The Government is committed to improving Australia’s skills systems and the vocational education and training (VET) sector. Over the past couple of years they have been inviting feedback from industry and other stakeholders on the ways VET can be improved. They have drafted a VET Reform Roadmap, launched the Delivering Skills for Today and Tomorrow package and more recently established the skillsreform.gov.au website to collect and report on feedback on a range of VET topics.
These initiatives recognise that we can all contribute to change and be part of a better solution for the VET sector.
Documented on this webpage are some insights collected as part of our work with IRCs and VET stakeholders that we interact with on a regular basis.
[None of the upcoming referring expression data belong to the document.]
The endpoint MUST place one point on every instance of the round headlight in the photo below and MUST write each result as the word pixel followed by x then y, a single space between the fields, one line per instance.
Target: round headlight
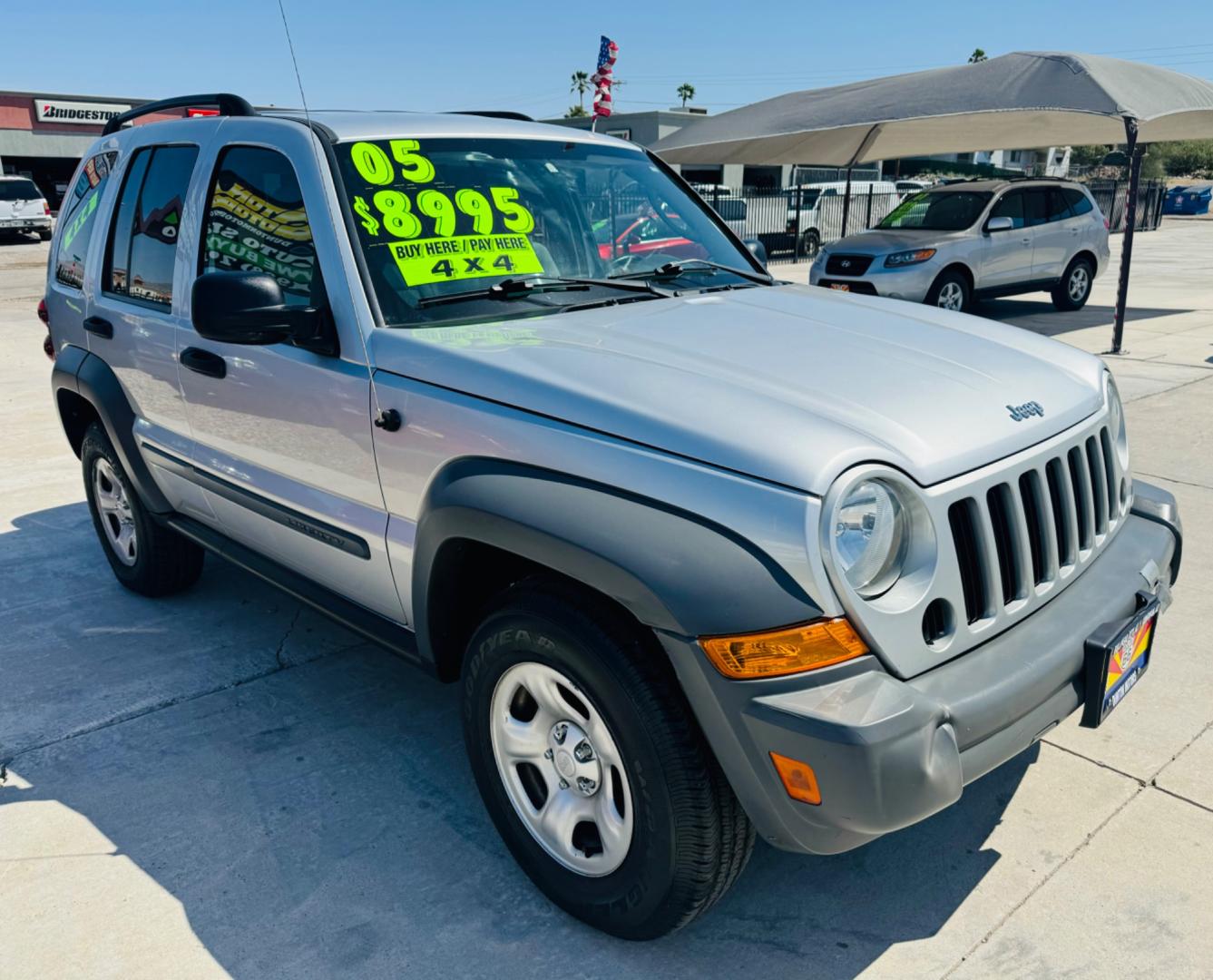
pixel 1116 424
pixel 870 529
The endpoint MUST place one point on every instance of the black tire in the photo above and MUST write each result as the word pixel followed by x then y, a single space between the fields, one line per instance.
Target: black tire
pixel 164 562
pixel 949 284
pixel 690 837
pixel 1073 290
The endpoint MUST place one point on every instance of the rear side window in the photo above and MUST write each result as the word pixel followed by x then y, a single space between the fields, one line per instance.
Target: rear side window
pixel 256 222
pixel 1080 204
pixel 1058 206
pixel 147 220
pixel 78 215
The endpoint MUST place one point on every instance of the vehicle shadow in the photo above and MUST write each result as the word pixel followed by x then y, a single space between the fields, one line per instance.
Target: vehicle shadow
pixel 1041 317
pixel 320 820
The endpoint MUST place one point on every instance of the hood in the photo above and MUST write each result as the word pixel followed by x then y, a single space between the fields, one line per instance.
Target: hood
pixel 882 242
pixel 787 384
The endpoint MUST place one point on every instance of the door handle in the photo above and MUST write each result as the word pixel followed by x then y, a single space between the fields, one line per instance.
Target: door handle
pixel 98 327
pixel 202 361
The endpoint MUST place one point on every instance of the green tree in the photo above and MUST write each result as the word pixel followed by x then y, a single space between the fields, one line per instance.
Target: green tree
pixel 582 85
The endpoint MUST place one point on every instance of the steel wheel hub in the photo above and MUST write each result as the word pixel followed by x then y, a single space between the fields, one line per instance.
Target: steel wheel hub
pixel 114 510
pixel 561 768
pixel 1079 280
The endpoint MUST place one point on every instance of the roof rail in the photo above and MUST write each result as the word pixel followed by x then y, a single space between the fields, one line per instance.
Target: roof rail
pixel 495 114
pixel 229 104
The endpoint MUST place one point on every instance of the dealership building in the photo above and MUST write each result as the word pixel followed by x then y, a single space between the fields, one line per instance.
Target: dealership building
pixel 43 136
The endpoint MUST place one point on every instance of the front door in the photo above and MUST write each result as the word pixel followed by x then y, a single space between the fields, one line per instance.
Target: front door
pixel 283 435
pixel 1007 258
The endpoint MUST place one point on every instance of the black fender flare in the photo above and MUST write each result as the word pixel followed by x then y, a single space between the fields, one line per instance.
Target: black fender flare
pixel 86 375
pixel 671 569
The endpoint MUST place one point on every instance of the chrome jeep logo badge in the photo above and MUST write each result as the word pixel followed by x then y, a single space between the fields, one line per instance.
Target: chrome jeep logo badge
pixel 1019 413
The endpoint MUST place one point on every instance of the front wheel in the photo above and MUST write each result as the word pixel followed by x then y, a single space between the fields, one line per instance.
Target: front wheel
pixel 591 766
pixel 1073 290
pixel 146 557
pixel 950 291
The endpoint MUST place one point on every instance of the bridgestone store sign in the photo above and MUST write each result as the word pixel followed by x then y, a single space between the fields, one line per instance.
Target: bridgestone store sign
pixel 78 113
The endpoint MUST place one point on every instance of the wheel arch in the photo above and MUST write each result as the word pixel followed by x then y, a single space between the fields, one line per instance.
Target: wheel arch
pixel 488 523
pixel 86 391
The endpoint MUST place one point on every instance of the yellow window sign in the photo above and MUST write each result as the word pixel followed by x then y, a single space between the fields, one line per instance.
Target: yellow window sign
pixel 440 260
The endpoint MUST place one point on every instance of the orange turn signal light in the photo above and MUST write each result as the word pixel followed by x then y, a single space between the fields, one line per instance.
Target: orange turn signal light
pixel 798 779
pixel 784 652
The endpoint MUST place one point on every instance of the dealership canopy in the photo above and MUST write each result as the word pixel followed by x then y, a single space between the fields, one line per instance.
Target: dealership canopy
pixel 1026 98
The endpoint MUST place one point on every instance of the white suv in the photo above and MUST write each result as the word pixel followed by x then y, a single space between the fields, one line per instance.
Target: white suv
pixel 978 239
pixel 24 208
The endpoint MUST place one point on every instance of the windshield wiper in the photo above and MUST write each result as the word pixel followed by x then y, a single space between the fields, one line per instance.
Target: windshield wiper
pixel 673 270
pixel 511 289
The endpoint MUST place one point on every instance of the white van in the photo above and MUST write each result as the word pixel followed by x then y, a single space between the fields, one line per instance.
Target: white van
pixel 819 216
pixel 24 208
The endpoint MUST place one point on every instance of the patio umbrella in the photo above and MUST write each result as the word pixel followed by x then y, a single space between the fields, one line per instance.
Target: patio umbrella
pixel 1026 98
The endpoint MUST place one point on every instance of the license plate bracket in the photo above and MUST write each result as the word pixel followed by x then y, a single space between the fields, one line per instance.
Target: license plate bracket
pixel 1116 656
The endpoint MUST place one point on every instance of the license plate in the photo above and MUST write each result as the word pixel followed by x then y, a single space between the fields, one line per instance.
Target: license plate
pixel 1118 655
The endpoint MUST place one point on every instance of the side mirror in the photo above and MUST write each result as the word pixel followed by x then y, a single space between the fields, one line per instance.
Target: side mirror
pixel 248 307
pixel 757 250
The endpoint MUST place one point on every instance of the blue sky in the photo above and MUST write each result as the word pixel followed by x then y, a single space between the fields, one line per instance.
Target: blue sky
pixel 514 54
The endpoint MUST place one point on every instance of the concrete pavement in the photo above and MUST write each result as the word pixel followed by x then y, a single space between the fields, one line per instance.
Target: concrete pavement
pixel 225 784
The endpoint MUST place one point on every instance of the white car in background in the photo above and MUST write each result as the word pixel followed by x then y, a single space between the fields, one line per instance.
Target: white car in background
pixel 24 208
pixel 975 239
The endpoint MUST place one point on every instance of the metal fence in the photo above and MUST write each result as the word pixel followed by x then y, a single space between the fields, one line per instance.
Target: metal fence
pixel 795 222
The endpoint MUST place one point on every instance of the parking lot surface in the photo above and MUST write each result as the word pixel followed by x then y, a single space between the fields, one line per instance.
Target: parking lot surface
pixel 225 784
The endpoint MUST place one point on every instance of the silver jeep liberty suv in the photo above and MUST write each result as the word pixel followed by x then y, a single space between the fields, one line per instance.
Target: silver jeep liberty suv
pixel 711 554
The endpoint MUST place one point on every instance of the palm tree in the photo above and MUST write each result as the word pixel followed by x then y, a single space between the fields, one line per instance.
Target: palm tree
pixel 582 85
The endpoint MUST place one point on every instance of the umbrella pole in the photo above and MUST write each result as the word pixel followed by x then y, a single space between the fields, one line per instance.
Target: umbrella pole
pixel 846 204
pixel 1122 285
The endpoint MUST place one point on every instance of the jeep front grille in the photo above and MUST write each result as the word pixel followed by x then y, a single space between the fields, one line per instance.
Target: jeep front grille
pixel 1032 528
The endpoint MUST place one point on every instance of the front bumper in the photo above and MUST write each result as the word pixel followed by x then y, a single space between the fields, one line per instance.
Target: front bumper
pixel 911 283
pixel 889 752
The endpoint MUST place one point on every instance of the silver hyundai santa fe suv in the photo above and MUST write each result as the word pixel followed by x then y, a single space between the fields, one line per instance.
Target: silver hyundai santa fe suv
pixel 973 240
pixel 709 554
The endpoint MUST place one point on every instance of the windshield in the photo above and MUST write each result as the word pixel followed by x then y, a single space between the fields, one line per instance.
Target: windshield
pixel 938 211
pixel 18 191
pixel 439 217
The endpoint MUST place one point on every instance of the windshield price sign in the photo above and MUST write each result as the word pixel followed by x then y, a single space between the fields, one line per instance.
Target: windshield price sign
pixel 418 223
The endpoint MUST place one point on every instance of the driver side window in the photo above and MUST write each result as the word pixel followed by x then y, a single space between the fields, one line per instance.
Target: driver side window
pixel 1011 206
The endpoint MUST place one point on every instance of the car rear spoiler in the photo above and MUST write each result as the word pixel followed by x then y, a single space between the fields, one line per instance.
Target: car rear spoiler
pixel 227 103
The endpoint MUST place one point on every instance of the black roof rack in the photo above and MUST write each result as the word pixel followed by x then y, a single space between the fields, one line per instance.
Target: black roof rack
pixel 495 114
pixel 227 103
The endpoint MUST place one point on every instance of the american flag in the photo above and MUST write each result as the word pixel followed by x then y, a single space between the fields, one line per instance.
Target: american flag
pixel 602 78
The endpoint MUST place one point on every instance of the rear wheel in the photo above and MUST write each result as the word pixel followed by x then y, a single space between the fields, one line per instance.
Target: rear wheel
pixel 950 291
pixel 146 557
pixel 1073 290
pixel 592 768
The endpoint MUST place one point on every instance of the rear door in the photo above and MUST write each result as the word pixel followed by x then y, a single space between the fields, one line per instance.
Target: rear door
pixel 1007 256
pixel 1055 233
pixel 132 314
pixel 283 435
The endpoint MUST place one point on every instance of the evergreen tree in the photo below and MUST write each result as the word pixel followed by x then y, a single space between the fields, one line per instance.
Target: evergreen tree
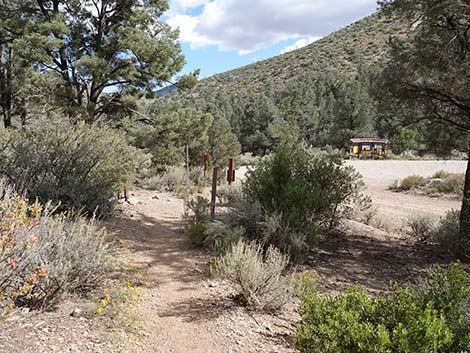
pixel 95 46
pixel 427 74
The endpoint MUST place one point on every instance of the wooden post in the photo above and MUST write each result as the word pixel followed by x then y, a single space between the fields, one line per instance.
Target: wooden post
pixel 214 191
pixel 230 173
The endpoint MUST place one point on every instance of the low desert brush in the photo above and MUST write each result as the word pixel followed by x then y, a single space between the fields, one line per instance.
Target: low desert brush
pixel 257 277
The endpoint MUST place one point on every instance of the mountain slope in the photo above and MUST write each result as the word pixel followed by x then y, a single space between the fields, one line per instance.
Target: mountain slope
pixel 343 52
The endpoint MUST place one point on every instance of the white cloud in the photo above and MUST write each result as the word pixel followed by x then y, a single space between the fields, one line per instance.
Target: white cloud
pixel 246 26
pixel 299 44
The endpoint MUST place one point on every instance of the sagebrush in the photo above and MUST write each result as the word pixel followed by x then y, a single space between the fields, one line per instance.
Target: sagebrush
pixel 44 256
pixel 258 277
pixel 79 166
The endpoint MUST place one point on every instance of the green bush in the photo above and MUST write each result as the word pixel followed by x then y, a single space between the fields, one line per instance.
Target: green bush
pixel 421 226
pixel 430 317
pixel 306 191
pixel 82 167
pixel 257 278
pixel 44 256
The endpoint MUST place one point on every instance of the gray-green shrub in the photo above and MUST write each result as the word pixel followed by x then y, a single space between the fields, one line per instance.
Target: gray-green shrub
pixel 44 256
pixel 258 277
pixel 82 167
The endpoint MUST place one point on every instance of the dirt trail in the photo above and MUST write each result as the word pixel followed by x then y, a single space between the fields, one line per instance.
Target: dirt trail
pixel 184 310
pixel 379 175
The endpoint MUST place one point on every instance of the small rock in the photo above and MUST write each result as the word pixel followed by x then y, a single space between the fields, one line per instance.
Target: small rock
pixel 77 312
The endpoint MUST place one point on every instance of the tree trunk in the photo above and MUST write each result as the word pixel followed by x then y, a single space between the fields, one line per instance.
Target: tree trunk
pixel 465 213
pixel 6 79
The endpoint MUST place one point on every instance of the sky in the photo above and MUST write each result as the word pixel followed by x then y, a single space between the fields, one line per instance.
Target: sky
pixel 220 35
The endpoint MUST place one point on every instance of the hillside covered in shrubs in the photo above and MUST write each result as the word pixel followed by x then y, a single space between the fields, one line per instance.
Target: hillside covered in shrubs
pixel 344 53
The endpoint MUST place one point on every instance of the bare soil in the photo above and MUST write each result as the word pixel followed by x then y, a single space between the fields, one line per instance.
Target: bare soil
pixel 379 175
pixel 186 311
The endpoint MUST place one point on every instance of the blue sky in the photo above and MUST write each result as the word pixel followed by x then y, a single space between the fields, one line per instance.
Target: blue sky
pixel 219 35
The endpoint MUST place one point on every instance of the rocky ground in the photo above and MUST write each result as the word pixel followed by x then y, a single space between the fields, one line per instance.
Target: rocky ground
pixel 185 310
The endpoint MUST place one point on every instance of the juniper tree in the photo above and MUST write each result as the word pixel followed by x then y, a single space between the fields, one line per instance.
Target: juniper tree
pixel 100 46
pixel 427 74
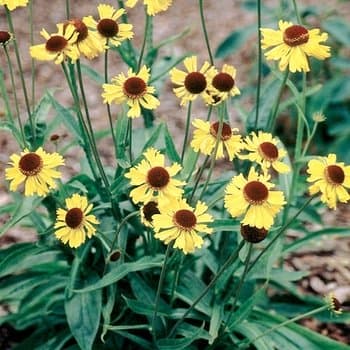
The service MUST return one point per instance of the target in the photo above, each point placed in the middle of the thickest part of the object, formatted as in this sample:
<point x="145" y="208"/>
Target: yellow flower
<point x="205" y="136"/>
<point x="153" y="179"/>
<point x="35" y="169"/>
<point x="153" y="6"/>
<point x="192" y="83"/>
<point x="292" y="44"/>
<point x="254" y="199"/>
<point x="147" y="211"/>
<point x="108" y="29"/>
<point x="88" y="42"/>
<point x="263" y="150"/>
<point x="58" y="46"/>
<point x="133" y="89"/>
<point x="13" y="4"/>
<point x="222" y="84"/>
<point x="74" y="224"/>
<point x="181" y="223"/>
<point x="331" y="178"/>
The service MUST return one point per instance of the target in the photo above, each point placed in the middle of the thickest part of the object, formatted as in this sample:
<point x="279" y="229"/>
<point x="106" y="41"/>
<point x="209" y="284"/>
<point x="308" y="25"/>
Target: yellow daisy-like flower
<point x="254" y="199"/>
<point x="133" y="90"/>
<point x="181" y="223"/>
<point x="153" y="6"/>
<point x="74" y="224"/>
<point x="331" y="178"/>
<point x="107" y="28"/>
<point x="153" y="179"/>
<point x="58" y="46"/>
<point x="147" y="211"/>
<point x="192" y="83"/>
<point x="292" y="44"/>
<point x="88" y="42"/>
<point x="13" y="4"/>
<point x="222" y="84"/>
<point x="205" y="136"/>
<point x="262" y="148"/>
<point x="35" y="169"/>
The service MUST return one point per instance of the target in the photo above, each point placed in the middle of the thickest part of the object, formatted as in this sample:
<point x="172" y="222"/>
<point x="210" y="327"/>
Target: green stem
<point x="108" y="106"/>
<point x="187" y="129"/>
<point x="205" y="32"/>
<point x="241" y="281"/>
<point x="15" y="94"/>
<point x="223" y="268"/>
<point x="272" y="119"/>
<point x="21" y="73"/>
<point x="258" y="87"/>
<point x="279" y="233"/>
<point x="159" y="289"/>
<point x="292" y="320"/>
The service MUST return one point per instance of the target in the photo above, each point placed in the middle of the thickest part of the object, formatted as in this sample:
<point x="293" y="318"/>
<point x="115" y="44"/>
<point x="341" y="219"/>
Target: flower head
<point x="181" y="223"/>
<point x="35" y="169"/>
<point x="58" y="46"/>
<point x="206" y="134"/>
<point x="331" y="178"/>
<point x="192" y="83"/>
<point x="153" y="6"/>
<point x="88" y="42"/>
<point x="263" y="149"/>
<point x="74" y="224"/>
<point x="13" y="4"/>
<point x="133" y="90"/>
<point x="253" y="198"/>
<point x="107" y="27"/>
<point x="292" y="44"/>
<point x="222" y="84"/>
<point x="153" y="179"/>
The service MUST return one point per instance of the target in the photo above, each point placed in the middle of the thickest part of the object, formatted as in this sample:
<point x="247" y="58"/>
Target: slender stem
<point x="292" y="320"/>
<point x="108" y="106"/>
<point x="15" y="94"/>
<point x="297" y="14"/>
<point x="258" y="87"/>
<point x="205" y="32"/>
<point x="272" y="119"/>
<point x="159" y="289"/>
<point x="239" y="287"/>
<point x="21" y="73"/>
<point x="147" y="22"/>
<point x="187" y="129"/>
<point x="91" y="130"/>
<point x="223" y="268"/>
<point x="279" y="233"/>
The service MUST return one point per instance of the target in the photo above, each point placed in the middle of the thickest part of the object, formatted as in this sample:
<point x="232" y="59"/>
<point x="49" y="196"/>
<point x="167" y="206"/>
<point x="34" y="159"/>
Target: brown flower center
<point x="253" y="234"/>
<point x="4" y="37"/>
<point x="134" y="87"/>
<point x="158" y="177"/>
<point x="80" y="27"/>
<point x="195" y="82"/>
<point x="223" y="82"/>
<point x="295" y="35"/>
<point x="185" y="219"/>
<point x="226" y="131"/>
<point x="74" y="217"/>
<point x="335" y="174"/>
<point x="255" y="192"/>
<point x="150" y="209"/>
<point x="108" y="27"/>
<point x="56" y="43"/>
<point x="268" y="151"/>
<point x="30" y="164"/>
We share these insights to support and provide input into the governments’ VET reform processes. We encourage you to read through some of the issues and potential solutions highlighted here and we welcome any further input you have.
The information has been gathered through our extensive interaction with industry, training providers and other stakeholders in the VET system over the past five years. These stakeholders have shared with us lots of ideas for how VET can be improved. They have shared their concerns and challenges and talked about possible solutions to these. We are collecting this information and undertaking further research to provide input to the governments’ VET reform processes. Our research includes both qualitative and quantitative approaches, including literature reviews, interviews and discussions with industry and VET stakeholders, data analysis, and surveys.
We have assembled the feedback and ideas under six categories, as described below.
Industry has a leadership role at the beginning of the skills pipeline, to describe their skills requirements. However, they have very little input over what, how and when training is delivered. Increasing industry leadership would have industry involved, in a structured way, at all stages of the system.
Competency is a Journey
Competency is more than completion of a training course and it is best achieved through a combination of workplace and institutionalised practice. Our research shows that many VET sector stakeholders believe a staged approach to competency development would be a realistic improvement to the current competent or not yet competent dichotomy.
Units Supported by Curriculum
Units of competency and qualifications are what currently make up ‘training packages’, but they by themselves do not make up a complete package of training. They define occupational outcomes and include a range of knowledge and assessment requirements, but they do not describe the training activities that needs to take place. It is pleasing to see the government is exploring the options to add training standards into the VET system, perhaps even into training packages.
Thin Markets and RTO Delivery Challenges
The training delivery market struggles to operate in high cost and thin markets with serious consequence for a number of industries and occupations. Thin, high cost markets exist where there are low student numbers or learners are spread across large geographical areas, where there is access and safety issues, and/or the training is for highly technical skills, and/or a need to use expensive materials and machinery.
Contextualisation of Units
There are more than 15,000 units in the VET system, despite efforts to reduce them. The high number of units are partly a reflection of the diversity of skills as new units have been progressively developed over the past decade to reflect new ways of work, but older methods are still used and require training. Units describing the same skills also exist, but with details specific to a particular industry. National contextualisation materials could help reduce the number of units in the system.
Skills Acquisition is a National Economic/Social Imperative
VET sector training hours represents less than 2% of hours worked across the economy each year. This is a lot, but clearly only a small contribution to the amount of learning that takes place while working. Industry stakeholders would be helped if Australia’s skills system could recognise the quality and extent of learning taking place in the workforce, which is estimated to be between 2 and 10 times the volume of VET, and ways to capture data about it.
CEO Michael Hartman explains how the issues and solutions presented on this VET Insights section of our website are aligned to the outcomes and goals of the current reform processes, and how they have been developed from our extensive interaction with industry and the VET sector over the past 5 years.
The issues explored in these categories relate to the three priority areas of the draft VET Reform Roadmap around Relevance. Quality. Accessibility. Our work with stakeholders unpacks these issues and suggests solutions in key areas of impact, with the aim to support the Governments’ VET reform processes.
Contact us with any questions or to share your thoughts.
Griffith University Research
Skills Impact took some ideas for VET system improvement that our IRCs and stakeholders have shared with us and asked Griffith University to compile a short, anonymous survey to help test whether the issues are important enough to be considered by VET policy makers.
Thank you to everybody that took part in this survey. Over 550 responses were received.
Griffith University have analysed the data and produced a report titled ‘A focus on learning: Balancing outcomes and development in Australian Vocational Education and Training’.